Spain will experiment with four-day workweek, a first for Europe

来源:中国日报    2021-03-17 14:56



        For years, advocates for a four-day workweek have argued that a compressed schedule could lead to more productivity and a better work-life balance — a perspective that has gained credence in some countries amid the coronavirus pandemic, which has wrought drastic changes to the way people work.
        Spain is about to find out firsthand whether it works. The country is poised to become one of the first to experiment with a 32-hour workweek, which would allow workers to spend less time at the office without any change in pay.
        Exactly what the pilot program will look like is unclear: An individual with the industry ministry told the Guardian that nearly every detail was still up for negotiation, including how many companies will be involved and how long the experiment will last.
        The test run was proposed by Más País, a left-wing party that has argued that longer hours don’t necessarily lead to higher productivity, and it is now in talks with the government to figure out the exact details of the arrangement. According to Spanish media outlets, the pilot program is intended to reduce employers’ risk by having the government make up the difference in salary when workers switch to a four-day schedule.
        The experiment is expected to cost about 50 million euros and last three years. According to the Guardian, it could begin as early as this fall.

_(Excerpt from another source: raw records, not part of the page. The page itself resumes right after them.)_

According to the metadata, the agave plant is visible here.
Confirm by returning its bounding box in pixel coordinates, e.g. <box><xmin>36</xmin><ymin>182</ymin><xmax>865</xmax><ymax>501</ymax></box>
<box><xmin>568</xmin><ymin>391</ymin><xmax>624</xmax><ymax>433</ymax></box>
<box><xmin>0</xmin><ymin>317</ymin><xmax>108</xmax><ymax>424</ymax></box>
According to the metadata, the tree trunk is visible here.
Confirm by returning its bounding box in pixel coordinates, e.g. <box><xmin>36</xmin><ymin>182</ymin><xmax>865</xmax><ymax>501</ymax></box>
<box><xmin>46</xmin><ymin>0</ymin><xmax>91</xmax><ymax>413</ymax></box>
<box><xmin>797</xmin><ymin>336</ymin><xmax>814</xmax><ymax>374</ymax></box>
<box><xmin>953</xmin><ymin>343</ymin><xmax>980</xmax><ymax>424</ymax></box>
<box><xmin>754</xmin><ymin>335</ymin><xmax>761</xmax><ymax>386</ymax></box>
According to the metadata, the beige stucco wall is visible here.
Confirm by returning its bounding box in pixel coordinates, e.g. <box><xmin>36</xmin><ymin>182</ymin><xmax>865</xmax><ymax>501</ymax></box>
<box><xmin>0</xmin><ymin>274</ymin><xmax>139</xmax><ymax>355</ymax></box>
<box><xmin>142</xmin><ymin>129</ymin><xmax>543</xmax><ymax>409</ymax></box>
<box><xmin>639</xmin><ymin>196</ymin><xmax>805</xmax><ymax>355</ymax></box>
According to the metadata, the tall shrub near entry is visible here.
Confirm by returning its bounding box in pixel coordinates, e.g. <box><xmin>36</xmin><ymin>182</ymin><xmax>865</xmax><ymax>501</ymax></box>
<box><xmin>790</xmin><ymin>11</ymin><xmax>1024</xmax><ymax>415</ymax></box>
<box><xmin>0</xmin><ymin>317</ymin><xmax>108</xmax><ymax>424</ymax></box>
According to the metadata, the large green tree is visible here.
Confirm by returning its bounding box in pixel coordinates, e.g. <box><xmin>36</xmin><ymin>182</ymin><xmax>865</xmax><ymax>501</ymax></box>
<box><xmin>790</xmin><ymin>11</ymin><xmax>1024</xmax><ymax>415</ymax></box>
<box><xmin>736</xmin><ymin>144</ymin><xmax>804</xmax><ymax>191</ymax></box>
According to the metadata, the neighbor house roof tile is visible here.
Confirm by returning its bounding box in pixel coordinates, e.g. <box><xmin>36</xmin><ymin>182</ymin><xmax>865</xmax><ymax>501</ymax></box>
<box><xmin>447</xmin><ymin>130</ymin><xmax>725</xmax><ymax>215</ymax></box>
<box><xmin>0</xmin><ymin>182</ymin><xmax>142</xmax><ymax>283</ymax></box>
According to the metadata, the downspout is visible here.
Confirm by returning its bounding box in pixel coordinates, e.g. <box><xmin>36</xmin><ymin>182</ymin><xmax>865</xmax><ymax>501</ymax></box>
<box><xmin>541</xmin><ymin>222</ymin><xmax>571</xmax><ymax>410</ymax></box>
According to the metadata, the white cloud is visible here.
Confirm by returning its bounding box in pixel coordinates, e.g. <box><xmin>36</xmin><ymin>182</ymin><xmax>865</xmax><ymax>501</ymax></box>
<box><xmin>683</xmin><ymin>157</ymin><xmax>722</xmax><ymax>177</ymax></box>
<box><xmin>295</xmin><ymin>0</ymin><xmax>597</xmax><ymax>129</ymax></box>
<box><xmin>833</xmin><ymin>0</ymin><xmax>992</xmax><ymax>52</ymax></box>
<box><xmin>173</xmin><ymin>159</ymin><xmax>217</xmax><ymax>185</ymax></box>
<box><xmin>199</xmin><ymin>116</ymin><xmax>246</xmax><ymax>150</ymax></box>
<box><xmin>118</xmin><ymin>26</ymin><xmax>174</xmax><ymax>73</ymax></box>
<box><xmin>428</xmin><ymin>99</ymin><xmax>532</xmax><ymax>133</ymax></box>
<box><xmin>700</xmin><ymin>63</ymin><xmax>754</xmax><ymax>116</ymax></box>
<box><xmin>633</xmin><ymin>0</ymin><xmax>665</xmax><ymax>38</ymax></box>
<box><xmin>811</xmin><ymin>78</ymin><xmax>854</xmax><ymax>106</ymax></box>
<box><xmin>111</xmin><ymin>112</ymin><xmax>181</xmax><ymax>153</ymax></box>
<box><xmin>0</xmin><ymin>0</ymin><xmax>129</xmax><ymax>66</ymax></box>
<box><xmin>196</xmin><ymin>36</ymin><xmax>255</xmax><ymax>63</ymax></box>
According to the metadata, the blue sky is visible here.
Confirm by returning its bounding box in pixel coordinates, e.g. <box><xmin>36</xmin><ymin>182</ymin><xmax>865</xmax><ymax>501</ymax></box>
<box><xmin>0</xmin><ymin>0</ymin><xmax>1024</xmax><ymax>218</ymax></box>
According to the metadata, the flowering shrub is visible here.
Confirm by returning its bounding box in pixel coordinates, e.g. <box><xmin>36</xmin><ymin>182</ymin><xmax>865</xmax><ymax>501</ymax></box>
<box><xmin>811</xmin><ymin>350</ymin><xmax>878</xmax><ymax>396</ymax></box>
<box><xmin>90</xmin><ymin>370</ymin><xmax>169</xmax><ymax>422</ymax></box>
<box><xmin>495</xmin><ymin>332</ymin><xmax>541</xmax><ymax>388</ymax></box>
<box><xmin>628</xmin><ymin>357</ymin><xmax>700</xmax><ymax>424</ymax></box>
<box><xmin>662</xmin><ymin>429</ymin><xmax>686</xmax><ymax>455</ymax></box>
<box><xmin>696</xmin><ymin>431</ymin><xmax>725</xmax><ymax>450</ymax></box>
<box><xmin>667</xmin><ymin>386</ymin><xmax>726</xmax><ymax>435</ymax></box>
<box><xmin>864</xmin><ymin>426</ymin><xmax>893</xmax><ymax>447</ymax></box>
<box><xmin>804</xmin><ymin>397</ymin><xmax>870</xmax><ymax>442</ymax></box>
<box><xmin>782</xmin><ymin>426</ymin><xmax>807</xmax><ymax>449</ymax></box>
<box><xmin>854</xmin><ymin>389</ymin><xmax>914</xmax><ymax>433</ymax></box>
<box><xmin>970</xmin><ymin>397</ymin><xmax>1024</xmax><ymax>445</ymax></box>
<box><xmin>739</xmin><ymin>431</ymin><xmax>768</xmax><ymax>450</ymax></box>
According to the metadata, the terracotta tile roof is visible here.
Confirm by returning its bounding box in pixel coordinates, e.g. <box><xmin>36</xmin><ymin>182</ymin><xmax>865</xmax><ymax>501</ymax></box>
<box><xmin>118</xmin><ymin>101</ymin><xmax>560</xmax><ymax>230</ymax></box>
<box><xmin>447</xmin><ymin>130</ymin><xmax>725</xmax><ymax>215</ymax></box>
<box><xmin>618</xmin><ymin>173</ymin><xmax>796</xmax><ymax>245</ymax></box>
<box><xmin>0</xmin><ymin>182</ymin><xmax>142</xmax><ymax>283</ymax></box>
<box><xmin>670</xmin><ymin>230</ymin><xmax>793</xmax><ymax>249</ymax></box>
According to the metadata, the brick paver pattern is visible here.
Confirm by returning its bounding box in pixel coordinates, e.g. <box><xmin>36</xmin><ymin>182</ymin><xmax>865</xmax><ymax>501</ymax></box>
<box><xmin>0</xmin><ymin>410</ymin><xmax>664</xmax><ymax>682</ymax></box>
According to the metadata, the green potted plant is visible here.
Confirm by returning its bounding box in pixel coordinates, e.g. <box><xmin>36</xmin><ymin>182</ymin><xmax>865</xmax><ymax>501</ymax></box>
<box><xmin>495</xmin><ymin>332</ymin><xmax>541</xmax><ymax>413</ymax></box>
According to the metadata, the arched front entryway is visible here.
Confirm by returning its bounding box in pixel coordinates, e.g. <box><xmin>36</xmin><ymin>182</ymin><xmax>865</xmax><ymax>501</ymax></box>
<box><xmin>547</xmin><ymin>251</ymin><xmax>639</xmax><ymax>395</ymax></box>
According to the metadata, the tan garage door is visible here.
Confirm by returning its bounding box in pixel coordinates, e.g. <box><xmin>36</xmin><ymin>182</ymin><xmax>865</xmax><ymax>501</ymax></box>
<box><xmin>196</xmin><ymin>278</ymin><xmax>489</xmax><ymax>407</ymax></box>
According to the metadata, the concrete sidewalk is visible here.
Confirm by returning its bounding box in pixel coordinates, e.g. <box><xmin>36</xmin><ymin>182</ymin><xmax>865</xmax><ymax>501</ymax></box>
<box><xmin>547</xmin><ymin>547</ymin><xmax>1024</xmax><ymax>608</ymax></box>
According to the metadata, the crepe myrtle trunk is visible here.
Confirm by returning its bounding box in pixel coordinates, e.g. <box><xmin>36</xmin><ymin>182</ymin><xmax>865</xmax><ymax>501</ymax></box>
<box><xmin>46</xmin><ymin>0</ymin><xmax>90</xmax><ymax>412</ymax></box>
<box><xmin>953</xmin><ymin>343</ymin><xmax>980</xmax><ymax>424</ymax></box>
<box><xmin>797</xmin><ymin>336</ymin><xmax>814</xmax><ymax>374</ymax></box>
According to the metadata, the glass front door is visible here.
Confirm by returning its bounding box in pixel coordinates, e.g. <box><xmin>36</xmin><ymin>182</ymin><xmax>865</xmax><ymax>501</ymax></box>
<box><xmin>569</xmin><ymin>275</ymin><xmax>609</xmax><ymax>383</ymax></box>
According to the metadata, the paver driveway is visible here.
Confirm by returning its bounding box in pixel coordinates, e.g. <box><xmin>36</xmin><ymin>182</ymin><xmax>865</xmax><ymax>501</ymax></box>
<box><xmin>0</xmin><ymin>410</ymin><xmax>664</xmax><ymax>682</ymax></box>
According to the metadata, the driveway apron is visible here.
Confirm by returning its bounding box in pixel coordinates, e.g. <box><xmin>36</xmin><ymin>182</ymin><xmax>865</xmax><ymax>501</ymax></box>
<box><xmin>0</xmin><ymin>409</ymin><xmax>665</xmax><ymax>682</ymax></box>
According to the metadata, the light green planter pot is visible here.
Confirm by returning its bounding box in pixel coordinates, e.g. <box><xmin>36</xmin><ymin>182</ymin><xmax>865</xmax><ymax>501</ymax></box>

        In May, New Zealand Prime Minister Jacinda Ardern suggested employers should consider the switch to a four-day week “if that’s something that would work for your workplace.”
        Large corporations like Microsoft and Shake Shack have experimented with four-day workweeks in the past, but Spain’s pilot program would be much larger in scale. Más País calculates that the budget should be enough to allow around 200 companies to take part. That means that anywhere from 3,000 to 6,000 workers would have regular three-day weekends, according to the Guardian.
        Spain was one of the first countries in western Europe to limit the workday to eight hours, but recent studies have found Spanish workers put in more hours than many of their European counterparts, with no corresponding increase in productivity.
        Proponents of a four-day workweek argue that allowing more people to work fewer hours could go a long way in addressing the high unemployment rates that have plagued so many countries throughout the pandemic. But many business leaders have been less than enthusiastic about cutting hours without cutting pay, which is where Spain’s proposal to cover some of the costs comes in.